This deliciously retro dessert includes a frightening number of my most commonly avoided baking tasks – I’m still amazed that I even attempted it. It included the following:
- Pastry – Temperamental. Fiddly. Precision required. Avoid at all costs.
- Anything gelatine related – Yuck. Ew. Shudder. The texture alone. Easy to ruin. Avoid at all costs.
- Multi-layered cooking – Planning required. Reading ahead required. Multiple opportunities for disaster. Avoid at all costs.
And yet, the passionfruit sitting on my kitchen bench were begging to be made into this. I had also acquired a very fancy rolling pin some time ago that I had not yet used (so great is my fear of pastry). The rolling pin is adjustable depending on how thick you want your dough (see below). So I put my game face on.
You will need: (note. 1 oz = approx. 28g)
Pastry: 2 oz. self-raising flour, 2 oz. plain flour, 1 oz. custard powder, pinch salt, 2 tablespoons sugar, 3 oz. butter (or substitute), 2 tablespoons milk or water.
Filling: 2 oz. butter, 1/2 cup sugar, pulp 2 or 3 passionfruit, 2 dessertspoons cornflour, 1/4 cup lemon juice, 1 egg-yolk.
Marshmallow: 1/2 cup hot water, 1/2 cup castor sugar, 1 teaspoon gelatine, 1 teaspoon lemon juice, 1 egg-white, extra passionfruit pulp (about 3).
Pastry: Sift dry ingredients into basin, rub in butter; mix to firm dough with milk or water. Kneed lightly on floured board, roll to 1/4 inch thickness. Line in a 9 inch pie dish, trim, and pinch edges. Prick pastry with fork (oops). Bake in hot oven (about 200 c) for 15-20 minutes or until lightly browned. Allow to cool, prepare filling.
Filling: Place in saucepan the butter, sugar, water and cornflour (which has been combined with lemon juice). Stir over low heat until mixture boils. (Mine boiled pretty darn quickly because I think I forgot the water . . . oops). Add passionfruit pulp, continue stirring, simmer for 3 minutes. Remove from heat, add beaten egg yolk. Cool slightly. Dollop onto and spread into pastry case. Meanwhile, prepare marshmallow topping.
Topping: Dissolve gelatine in hot water. Allow to cool. Add lemon juice. Beat egg-white with beaters stiffly. Gradually add dissolved gelatine, then sugar, beating continually until thick. Pile on top of filling in pastry case. Trickle extra passionfruit pulp on top. Allow to chill in the fridge.

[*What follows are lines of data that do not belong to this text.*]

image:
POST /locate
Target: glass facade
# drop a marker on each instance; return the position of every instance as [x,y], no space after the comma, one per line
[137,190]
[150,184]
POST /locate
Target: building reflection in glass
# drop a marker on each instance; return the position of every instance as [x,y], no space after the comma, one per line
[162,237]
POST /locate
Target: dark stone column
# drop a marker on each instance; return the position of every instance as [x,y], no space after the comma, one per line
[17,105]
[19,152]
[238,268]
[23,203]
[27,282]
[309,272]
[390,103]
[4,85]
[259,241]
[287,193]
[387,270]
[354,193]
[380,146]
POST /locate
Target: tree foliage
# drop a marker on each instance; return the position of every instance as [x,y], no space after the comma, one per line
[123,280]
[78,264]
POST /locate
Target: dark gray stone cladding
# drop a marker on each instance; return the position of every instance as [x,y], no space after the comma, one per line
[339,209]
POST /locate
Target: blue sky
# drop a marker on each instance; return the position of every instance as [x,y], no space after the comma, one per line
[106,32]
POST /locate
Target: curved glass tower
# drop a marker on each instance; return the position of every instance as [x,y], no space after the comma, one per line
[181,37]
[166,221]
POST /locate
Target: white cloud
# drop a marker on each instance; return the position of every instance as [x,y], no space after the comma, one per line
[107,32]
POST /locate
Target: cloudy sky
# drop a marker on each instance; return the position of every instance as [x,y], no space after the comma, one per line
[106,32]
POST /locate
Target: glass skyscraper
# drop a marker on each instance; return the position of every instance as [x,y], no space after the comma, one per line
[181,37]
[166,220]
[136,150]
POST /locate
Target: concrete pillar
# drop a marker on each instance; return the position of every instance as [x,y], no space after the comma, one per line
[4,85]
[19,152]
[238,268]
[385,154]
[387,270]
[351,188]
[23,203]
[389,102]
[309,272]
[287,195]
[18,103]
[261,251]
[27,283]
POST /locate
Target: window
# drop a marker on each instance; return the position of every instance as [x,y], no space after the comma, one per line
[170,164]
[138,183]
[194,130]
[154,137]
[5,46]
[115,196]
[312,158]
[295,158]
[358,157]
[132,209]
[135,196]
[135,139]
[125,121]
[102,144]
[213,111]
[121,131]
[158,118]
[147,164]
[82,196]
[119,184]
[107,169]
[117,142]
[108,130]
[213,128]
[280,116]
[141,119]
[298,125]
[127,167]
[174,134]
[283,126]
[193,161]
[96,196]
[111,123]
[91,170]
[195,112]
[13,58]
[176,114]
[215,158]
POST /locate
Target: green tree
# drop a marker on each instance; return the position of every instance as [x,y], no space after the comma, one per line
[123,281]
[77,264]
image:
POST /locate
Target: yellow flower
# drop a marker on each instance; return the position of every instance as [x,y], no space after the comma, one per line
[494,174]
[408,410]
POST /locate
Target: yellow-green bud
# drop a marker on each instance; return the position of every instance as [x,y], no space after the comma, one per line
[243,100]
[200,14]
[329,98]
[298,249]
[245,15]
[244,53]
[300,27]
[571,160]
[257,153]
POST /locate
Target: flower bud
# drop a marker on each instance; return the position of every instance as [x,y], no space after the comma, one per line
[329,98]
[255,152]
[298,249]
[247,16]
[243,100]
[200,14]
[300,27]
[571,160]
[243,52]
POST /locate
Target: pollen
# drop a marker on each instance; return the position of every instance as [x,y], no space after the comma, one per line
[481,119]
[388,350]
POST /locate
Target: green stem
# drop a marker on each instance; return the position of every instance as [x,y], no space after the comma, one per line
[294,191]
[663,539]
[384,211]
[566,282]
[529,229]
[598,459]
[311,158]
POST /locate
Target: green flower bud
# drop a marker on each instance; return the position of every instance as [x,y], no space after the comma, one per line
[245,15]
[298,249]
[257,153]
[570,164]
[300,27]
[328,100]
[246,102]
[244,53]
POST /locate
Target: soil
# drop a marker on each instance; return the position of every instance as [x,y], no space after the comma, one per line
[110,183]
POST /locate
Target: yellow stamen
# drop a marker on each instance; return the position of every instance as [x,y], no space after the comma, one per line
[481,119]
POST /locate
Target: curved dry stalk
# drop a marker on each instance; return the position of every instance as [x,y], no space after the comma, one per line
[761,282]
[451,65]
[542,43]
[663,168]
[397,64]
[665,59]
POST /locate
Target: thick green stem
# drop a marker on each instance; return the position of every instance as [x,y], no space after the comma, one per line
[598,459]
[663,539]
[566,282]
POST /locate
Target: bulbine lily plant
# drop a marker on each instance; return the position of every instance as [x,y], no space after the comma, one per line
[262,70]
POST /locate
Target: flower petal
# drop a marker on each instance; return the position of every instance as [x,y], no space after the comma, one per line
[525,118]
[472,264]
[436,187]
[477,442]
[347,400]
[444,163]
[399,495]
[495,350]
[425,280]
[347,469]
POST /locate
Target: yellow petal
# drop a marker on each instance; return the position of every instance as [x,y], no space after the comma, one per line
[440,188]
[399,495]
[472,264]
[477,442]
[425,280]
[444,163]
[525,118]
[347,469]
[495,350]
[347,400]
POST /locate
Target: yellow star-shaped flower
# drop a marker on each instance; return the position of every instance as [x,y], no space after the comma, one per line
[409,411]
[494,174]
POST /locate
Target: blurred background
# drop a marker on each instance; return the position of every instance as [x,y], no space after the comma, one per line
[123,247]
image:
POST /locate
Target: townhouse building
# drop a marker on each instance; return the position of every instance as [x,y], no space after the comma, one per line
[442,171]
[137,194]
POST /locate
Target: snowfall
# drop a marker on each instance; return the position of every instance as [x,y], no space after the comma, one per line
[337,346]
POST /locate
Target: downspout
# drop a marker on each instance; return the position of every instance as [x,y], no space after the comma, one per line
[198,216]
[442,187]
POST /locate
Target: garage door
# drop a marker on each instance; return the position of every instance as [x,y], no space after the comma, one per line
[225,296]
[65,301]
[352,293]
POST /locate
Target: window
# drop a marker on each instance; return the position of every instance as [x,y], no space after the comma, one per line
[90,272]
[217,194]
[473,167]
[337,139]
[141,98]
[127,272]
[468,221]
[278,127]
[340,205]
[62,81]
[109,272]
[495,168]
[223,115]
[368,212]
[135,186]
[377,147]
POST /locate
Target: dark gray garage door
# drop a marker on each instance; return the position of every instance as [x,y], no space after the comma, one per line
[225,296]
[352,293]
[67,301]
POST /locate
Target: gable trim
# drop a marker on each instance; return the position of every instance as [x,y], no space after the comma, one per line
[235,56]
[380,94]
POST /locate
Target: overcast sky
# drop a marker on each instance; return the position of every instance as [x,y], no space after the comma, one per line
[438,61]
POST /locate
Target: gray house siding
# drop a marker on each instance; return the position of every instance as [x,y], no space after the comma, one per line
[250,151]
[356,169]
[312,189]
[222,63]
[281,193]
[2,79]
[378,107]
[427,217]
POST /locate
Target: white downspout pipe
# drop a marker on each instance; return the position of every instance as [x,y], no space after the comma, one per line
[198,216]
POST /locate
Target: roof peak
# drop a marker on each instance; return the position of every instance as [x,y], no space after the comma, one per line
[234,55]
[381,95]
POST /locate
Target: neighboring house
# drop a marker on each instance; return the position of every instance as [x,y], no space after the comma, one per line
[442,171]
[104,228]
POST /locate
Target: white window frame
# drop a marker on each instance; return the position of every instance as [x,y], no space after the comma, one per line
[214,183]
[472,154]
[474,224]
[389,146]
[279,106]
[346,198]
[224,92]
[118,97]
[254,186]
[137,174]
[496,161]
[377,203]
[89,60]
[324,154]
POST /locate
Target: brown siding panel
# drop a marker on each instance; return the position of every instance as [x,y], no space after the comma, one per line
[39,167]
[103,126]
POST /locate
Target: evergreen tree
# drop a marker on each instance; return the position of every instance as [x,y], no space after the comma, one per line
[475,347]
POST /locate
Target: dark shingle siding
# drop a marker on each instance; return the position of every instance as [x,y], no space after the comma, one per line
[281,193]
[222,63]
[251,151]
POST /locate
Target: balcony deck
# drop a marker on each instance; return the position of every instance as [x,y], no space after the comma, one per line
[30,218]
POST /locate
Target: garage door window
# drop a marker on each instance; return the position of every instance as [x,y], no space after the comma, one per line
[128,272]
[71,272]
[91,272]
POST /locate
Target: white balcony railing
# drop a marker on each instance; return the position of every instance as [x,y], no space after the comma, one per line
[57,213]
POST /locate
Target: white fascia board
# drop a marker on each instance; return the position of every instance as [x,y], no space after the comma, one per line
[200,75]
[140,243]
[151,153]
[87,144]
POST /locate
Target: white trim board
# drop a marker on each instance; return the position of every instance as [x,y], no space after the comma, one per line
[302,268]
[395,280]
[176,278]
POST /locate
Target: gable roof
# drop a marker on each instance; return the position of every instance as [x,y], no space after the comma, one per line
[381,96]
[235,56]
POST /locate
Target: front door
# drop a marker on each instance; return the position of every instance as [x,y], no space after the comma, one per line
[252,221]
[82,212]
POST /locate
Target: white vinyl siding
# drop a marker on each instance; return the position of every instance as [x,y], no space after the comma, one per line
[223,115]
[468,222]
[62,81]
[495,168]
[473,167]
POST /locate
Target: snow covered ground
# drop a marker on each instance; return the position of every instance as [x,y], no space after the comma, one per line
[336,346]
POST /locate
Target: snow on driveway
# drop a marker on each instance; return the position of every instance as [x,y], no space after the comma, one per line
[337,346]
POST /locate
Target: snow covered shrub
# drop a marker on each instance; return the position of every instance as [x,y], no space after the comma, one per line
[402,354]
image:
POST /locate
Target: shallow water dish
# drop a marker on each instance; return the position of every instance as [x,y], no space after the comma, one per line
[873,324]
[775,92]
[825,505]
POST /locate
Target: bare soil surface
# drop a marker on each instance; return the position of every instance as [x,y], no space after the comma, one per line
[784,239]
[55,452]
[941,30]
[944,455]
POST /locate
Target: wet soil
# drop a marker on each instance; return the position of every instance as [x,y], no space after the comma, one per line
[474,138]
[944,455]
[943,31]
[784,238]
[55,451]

This dessert was delicious. The passionfruit and lemon gave it a nice tangy and the ever so subtle saltiness of the pastry meant that it wasn’t overly sweet. It also wasn’t too heavy. Not only that but it turned out pretty darn well. It’s given me the confidence to try pastry and layered cooking again.
But I’m interested to know. What are you scared of when it comes to cooking?